I love to feed my face with real food and this is my latest fix—garbanzo bean flour! Make a hummus salad dressing and then make extra for a face mask or make a garbanzo bean Italian flatbread and use the excess as a face scrub—I totally love ingredients that double up and do more! Garbanzo bean flour, which is very popular in Middle Eastern and Indian cooking, goes by a few names: to some, it’s known as chickpea flour or cici bean flour and to others, it’s gram flour or besan. To me, any name is good as long as it’s beneficial for my skin and this stuff is top-rated! This flour is a great DIY beauty ingredient that can benefit our skin in so many ways! In addition, it is gluten free! \ ˚▽˚ /
I eat a fair amount of garbanzo beans and I’ve featured them in my beauty lunchbox ideas too. Loaded with protein, zinc, folate, iron, manganese and dietary fiber, they are an excellent nutritional choice of food and make a healthy source of carbohydrates for those with diabetes. I’m in the midst of testing some food recipes using this flour but meantime, I’ll like to share with you two beauty recipes that use Garbanzo bean flour as the main ingredient.
Good for acne prone
Garbanzo bean flour is great as a face mask or a scrub because of its slightly gritty texture. As a face mask, it draws out impurities and excess oil and is hence, good for acne prone skin. As an exfoliator, it helps remove dead skin and even face hair. It is also good to lighten skin tone and blemish marks. This is why it is a favorite in Ayuvedic beauty treatments.
I’ve long wanted to try this bean flour on my skin but haven’t done so till now. I got Bob’s Red Mill Garbanzo Bean Flour from iHerb but I think it might be available at selected Cold Storage outlets in Singapore. I like it even more than oatmeal flour now but I’ve to say the smell is something to get use to. I don’t seem to have a problem eating the beans but somehow the smell of the flour on my skin is a lot stronger! It actually reminded me of L-ascorbic powder, which some people described as resembling cat’s pee. (⊙.☉)
Face mask and face scrub
The easiest way to use garbanzo bean flour is to mix with water and make it as a paste to apply on the skin. I wanted to use a binder and between yogurt and honey, I picked the former. Using one tablespoon of flour and one tablespoon of yogurt, I mixed both ingredients and then applied the paste to my face after cleansing. I left the paste on my face for about 10 minutes before adding more water and using the paste as a face scrub. After the mask is rinsed off, my skin definitely felt a lot cleaner!

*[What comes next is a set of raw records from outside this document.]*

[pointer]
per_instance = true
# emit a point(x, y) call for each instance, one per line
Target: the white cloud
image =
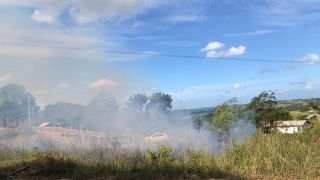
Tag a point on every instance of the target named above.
point(5, 78)
point(237, 86)
point(84, 11)
point(102, 83)
point(213, 46)
point(311, 58)
point(268, 70)
point(185, 18)
point(287, 13)
point(252, 33)
point(309, 85)
point(41, 17)
point(236, 51)
point(214, 50)
point(63, 85)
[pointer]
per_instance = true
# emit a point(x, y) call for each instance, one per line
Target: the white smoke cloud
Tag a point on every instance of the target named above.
point(5, 78)
point(214, 50)
point(311, 58)
point(102, 83)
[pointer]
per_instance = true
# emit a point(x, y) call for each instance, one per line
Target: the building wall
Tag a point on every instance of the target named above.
point(290, 130)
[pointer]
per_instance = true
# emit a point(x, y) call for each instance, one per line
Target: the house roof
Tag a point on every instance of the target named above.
point(313, 116)
point(45, 124)
point(291, 123)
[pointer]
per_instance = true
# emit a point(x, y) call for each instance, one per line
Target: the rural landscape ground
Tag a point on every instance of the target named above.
point(160, 89)
point(80, 154)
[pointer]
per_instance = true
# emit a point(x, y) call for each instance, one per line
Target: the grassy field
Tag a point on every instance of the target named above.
point(261, 156)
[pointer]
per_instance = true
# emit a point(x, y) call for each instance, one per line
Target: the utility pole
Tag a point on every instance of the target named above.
point(29, 116)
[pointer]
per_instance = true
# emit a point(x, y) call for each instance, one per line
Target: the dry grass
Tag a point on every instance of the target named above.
point(273, 156)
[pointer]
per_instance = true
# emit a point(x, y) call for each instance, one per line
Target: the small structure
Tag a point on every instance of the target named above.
point(290, 127)
point(313, 116)
point(156, 137)
point(47, 124)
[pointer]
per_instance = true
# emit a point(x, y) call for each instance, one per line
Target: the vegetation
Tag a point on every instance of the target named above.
point(266, 112)
point(14, 102)
point(273, 156)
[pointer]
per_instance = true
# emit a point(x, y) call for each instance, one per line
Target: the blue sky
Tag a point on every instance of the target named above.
point(59, 49)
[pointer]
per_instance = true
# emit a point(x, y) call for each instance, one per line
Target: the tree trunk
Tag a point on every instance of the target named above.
point(4, 121)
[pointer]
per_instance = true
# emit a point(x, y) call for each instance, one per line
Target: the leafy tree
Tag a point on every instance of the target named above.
point(197, 122)
point(65, 114)
point(312, 105)
point(224, 115)
point(160, 101)
point(137, 102)
point(14, 101)
point(266, 111)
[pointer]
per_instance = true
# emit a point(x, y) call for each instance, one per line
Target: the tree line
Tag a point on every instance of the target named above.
point(16, 104)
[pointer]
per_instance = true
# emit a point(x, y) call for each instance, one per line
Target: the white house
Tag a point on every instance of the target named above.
point(313, 116)
point(290, 127)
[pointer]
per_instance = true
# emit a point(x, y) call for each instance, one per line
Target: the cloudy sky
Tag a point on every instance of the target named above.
point(64, 49)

Even though garbanzo bean flour has a slightly gritty texture, it doesn’t feel coarse and hence, works as a gentle face scrub. Apparently, the garbanzo bean flour can also aid with the removal of fine facial hair aka peach fuzz. If you like to go DIY, you’ll find this ingredient a much cheaper alternative to commercial scrubs and exfoliator. A pack of 453 g of Bob’s Red Mill Garbanzo Bean Flour is going for just US$2.56 at iHerb. Instead of chirping, I can hear the birds singing, “CHEAP, CHEAP, CHEAP!” (◠◡◠)

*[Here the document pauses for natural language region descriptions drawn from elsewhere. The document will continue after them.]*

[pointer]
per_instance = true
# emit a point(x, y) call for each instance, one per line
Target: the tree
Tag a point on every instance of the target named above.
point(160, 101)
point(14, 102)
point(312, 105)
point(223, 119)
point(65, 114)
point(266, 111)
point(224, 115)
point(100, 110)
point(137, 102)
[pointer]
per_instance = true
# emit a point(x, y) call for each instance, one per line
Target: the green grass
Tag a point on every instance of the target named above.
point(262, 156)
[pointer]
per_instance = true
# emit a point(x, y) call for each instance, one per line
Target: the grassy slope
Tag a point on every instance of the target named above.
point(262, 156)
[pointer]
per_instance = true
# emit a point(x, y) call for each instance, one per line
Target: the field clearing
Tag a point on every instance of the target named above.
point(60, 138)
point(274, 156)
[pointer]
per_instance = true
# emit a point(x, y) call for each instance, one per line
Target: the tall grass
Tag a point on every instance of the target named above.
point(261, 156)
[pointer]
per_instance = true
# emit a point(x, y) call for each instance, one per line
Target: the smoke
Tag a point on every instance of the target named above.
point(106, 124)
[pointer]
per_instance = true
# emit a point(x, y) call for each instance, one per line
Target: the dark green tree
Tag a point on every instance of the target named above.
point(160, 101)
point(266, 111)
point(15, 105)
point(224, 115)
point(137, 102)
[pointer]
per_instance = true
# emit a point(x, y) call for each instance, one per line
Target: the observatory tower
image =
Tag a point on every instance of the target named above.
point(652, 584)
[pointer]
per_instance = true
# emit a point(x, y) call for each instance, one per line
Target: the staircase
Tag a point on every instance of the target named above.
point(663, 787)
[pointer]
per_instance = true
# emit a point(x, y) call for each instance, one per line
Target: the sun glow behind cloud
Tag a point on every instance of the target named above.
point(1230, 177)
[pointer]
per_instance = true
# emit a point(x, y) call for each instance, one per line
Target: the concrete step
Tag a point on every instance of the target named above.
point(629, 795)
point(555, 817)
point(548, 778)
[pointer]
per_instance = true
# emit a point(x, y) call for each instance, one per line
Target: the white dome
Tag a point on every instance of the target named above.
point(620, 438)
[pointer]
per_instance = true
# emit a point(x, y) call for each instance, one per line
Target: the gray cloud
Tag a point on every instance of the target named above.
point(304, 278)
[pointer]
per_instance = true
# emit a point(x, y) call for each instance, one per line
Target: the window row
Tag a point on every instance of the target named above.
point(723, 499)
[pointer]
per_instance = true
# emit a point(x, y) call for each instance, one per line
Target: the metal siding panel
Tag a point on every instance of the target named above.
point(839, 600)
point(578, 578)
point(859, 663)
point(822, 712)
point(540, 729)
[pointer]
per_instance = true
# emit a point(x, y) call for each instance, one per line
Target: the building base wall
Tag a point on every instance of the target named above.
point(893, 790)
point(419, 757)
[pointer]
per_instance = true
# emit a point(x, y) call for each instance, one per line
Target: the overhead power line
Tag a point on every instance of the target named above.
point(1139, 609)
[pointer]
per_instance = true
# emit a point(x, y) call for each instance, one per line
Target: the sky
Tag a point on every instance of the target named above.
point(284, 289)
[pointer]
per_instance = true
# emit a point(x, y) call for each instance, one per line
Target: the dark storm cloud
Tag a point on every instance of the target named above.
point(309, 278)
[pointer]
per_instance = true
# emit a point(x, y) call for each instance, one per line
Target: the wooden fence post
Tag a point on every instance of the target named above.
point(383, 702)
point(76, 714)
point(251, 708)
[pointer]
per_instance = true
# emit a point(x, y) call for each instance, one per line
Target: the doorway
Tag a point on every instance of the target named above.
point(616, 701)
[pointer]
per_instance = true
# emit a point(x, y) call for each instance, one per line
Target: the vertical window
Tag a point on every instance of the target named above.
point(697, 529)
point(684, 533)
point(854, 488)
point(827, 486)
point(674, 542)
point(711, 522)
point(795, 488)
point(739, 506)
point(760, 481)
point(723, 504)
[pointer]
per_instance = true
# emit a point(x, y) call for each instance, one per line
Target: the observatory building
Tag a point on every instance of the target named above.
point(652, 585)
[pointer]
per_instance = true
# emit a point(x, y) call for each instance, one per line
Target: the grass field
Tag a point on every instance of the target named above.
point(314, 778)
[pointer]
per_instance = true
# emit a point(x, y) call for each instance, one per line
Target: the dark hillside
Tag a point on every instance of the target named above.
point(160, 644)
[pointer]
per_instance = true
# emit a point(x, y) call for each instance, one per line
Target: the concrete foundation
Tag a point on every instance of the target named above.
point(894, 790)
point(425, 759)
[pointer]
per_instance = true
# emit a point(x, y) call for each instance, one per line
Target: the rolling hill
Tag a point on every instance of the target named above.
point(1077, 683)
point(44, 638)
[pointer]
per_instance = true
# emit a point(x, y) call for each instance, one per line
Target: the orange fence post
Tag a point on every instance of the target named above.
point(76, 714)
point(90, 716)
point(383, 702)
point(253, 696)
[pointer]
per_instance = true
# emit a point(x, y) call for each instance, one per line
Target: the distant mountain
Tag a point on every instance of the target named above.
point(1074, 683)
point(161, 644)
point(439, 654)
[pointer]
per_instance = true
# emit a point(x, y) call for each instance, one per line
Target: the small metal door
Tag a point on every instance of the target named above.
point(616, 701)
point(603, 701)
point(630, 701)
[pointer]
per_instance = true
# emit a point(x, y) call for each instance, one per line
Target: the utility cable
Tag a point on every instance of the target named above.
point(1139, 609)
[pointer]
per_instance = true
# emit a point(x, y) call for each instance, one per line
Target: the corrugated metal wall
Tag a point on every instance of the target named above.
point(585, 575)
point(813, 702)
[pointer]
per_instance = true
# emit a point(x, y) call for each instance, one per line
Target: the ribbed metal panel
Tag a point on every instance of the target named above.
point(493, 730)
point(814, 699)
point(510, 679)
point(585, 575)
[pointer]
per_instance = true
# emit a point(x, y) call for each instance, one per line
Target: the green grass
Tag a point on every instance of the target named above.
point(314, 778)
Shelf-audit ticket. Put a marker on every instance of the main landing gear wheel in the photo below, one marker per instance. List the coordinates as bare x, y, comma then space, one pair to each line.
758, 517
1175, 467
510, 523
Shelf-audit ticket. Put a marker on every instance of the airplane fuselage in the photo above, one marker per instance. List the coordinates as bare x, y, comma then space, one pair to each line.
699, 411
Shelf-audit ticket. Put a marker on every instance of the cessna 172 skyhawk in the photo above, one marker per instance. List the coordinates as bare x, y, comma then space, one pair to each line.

Mix with tumeric to lighten acne scars
If you have acne scars, try adding turmeric to garbanzo bean flour to lighten the marks. Besides being an antioxidant, tumeric has been found to inhibit the enzymes that are responsible for the production of melanin in skin cells.

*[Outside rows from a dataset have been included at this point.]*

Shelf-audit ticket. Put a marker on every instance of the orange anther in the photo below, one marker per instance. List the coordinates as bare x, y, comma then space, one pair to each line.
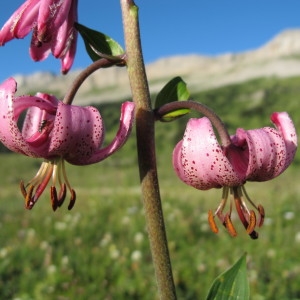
229, 226
212, 223
252, 222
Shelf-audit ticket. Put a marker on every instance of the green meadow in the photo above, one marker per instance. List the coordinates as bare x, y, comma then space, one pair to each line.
99, 249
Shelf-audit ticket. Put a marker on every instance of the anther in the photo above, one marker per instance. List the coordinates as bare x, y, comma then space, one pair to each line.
72, 200
54, 200
229, 226
252, 222
62, 195
23, 189
28, 199
212, 222
261, 214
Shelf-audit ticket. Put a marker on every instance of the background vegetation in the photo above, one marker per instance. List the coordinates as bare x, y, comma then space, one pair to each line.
99, 250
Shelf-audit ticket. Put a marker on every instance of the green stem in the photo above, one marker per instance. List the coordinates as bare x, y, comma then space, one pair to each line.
145, 121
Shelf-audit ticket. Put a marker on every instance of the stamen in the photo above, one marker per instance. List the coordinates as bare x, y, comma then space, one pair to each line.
23, 189
62, 194
219, 210
212, 222
229, 226
72, 200
252, 222
28, 199
261, 214
54, 200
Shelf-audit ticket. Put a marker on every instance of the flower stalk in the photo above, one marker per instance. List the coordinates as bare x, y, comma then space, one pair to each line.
145, 120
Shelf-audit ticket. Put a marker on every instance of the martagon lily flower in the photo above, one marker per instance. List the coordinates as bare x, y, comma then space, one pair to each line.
52, 26
253, 155
56, 132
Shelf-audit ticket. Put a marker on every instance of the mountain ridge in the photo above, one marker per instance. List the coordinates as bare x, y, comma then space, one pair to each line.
279, 57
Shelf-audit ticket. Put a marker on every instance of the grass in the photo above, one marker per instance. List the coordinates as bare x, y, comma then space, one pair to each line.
99, 249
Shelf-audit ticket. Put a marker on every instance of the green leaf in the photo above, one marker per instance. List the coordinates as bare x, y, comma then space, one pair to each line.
173, 115
232, 284
174, 90
98, 44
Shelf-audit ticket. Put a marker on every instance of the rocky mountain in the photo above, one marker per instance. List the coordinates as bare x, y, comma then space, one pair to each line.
279, 57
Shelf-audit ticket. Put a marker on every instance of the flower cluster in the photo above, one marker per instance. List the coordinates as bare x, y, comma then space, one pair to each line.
52, 26
56, 132
253, 155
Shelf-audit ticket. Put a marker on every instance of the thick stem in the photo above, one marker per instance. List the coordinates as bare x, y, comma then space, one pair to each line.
206, 111
146, 152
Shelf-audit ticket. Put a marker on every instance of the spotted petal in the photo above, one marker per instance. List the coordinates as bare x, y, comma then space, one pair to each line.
199, 159
270, 151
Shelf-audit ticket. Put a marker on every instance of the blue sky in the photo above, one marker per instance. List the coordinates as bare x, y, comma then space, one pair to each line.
168, 27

Having tried this recipe, I have to say this may not be suitable for those with sensitive skin. It’s like putting curry on the skin; I could feel some tingling sensation from the spice! And to think I only added a pinch of tumeric. I heard that this is a recipe Indian brides use to scrub their face and body on their special day, and the amount of tumeric powder is three or four times more! But instead of yogurt, they use almond oil in place. So that’s something you might want to give a try. And oh, this mask didn’t leave my skin stained yellow or orange in case you’re wondering.
Use with care if you have sensitive skin
I don’t like using turmeric with garbanzo bean flour. First off, like I said, the smell of garbanzo bean flour is very unique and takes some getting use it. Add yogurt and the smell is already off-putting and with turmeric, oh boy, the scent is out of this world! Okay yes, I am exaggerating to get your attention. Go ahead with turmeric and garbanzo bean flour if you’re want to reap the benefits of both ingredients but as for me and my nose, we’re happy to settle for garbanzo bean flour with yogurt.
And if your skin is sensitive, I suggest you test garbanzo bean flour on a small area. Although I can’t see how this ingredient can cause issues but I have read some people suffering from bad itches after using the flour on their skin. So better be safe than be sorry eh?